There are some ASX shares where it takes years for the investment thesis to play out. There are other ASX shares that could be worth buying for what may happen in 12 months or less.
No-one can truly tell you what's going to happen tomorrow or next week with the share market. But I think 12 months is a long enough time period where your investment idea can prove you right through two reporting seasons, perhaps it only needs one result to prove you right.
With that in mind, here are three ASX shares that I think could produce good growth over the next 12 months:
Share 1: Costa Group Holdings Ltd (ASX: CGC)
Costa is Australia's largest agricultural businesses. It grows tomatoes, avocadoes, mushrooms, berries and citrus fruit.
The last couple of years have been very tough for Costa. There's the COVID-19 global pandemic happening right now. Bushfires were a worry during last summer, a fire caused some damage at one of Costa's farms. The agricultural ASX share has had to deal with the terrible drought. Fruit flies were an issue for its citrus division.
Can it get any worse after all of those issues in such a short time? Hopefully not.
Food prices are rising and this should help Costa a lot. It largely costs Costa the same to grow produce whether food prices are cheaper or a bit more expensive – so higher revenue is mostly just extra profit.
I think the higher food prices could have a very helpful effect on Costa over the next 12 months. The drought ending would also be very good if it keeps raining in those dry hard-hit areas.
Share 2: Sydney Airport Holdings Pty Ltd (ASX: SYD)
Sydney Airport is one of those ASX travel shares that has suffered enormously because of the limitations of travellers coming to Australia. Domestic travel has also suffered a big hit. In April 2020 the airport operator saw total passengers decline by 97.5% to 92,000. International passengers were down 96.9% to 43,000 and domestic travellers were down 97.9% to 49,000.
However, the Sydney Airport share price is recovering as Australia's domestic travel restrictions lift. Since 3 April 2020 the Sydney Airport share price has risen around 21%. But there's still a long way to go before international travel restrictions improve. But there is some promising news regarding the treatment of COVID-19 with an existing drug seemingly helping some suffering COVID-19 patients recover.
Share 3: Macquarie Group Ltd (ASX: MQG)
Macquarie is by far my favourite large ASX bank share. There are two key reasons why.
Commonwealth Bank of Australia (ASX: CBA), Westpac Banking Corp (ASX: WBC), Australia and New Zealand Banking Group (ASX: ANZ) and National Australia Bank Ltd (ASX: NAB) are all heavily focused on Australia and New Zealand.

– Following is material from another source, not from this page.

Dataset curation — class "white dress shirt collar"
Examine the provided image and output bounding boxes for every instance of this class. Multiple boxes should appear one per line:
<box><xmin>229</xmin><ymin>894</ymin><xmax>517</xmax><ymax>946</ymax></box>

Macquarie generates about two thirds of its earnings outside of the local region. I think that's good international diversification.
The second reason is that the big four ASX banks generate most of their earnings from loans. Macquarie has a loan book too, but its earnings are more evenly spread across other divisions. For example, it's one of the world's biggest infrastructure asset managers. It also offers numerous investment banking services such as its involvement with initial public offerings, capital raisings, acquisitions and so on.
I like that Macquarie can pivot towards whatever sector or region it thinks is a growth area. A focus for the ASX share right now is renewable energy.
I think that Macquarie's share price can continue to rise into 2021 as the world economy heads towards normality again, or at least a new normal.
Foolish takeaway
I think these three ASX shares could produce solid returns over the next 12 months. If I had to pick one of three, I'd go for Macquarie. I think it's a high-quality business that has very good management and is also focused on shareholder returns with a good dividend yield.